Dalla chiesetta di San Donato si attraversa la strada già statale 17bis. 
Il sentiero si inerpica a lato della sterrata, sfiorando la pineta. Salita abbastanza ripida che, dopo aver aggirati il cavone, oggi pozzetto di captazione in muratura, si dirige verso il vado della montagna
Castel del Monte poco a poco scompare dietro la curva del colle. Più lontano il paesaggio si apre verso la rocca di Calascio e la Valle del Tirino, sempre con il Sirente a far da sipario.
Sul valico il vento soffia quasi impetuoso. D'un tratto appaiono le cime maggiori ad est del Gran Sasso, ancora avvolte da nuvole.
La vetta
Il Bolza è sempre più incombente, i grandi macigni rotolati dalla montagna sono sparsi sulle pendici.
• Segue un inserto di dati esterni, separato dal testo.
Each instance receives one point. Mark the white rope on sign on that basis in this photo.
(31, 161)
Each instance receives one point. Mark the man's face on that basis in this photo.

Il sentiero scende leggermente, poi costeggia, pianeggiante, il fianco orientale della montagna.

Lo si abbandona prima che cominci a scendere verso il canyon di Valianara.
Da qui si sale, con percorso libero, sulle falde del monte, dopo aver aggirato il primo spuntone, lungo un canalone ripido ed erboso che porta sulla cresta.
Si piega poi a sinistra, tra le rocce e si sale ancora per qualche metro fino alla targa che indica la cima. 
In realtà la vera vetta della montagna è più a ovest, sul lato opposto della lunga cresta. Ma laggiù il colle arrotondato è meno attraente di questo bello sperone e così il monte Bolza (1904 metri) è preferito alla Cima del Bolza (1927 metri).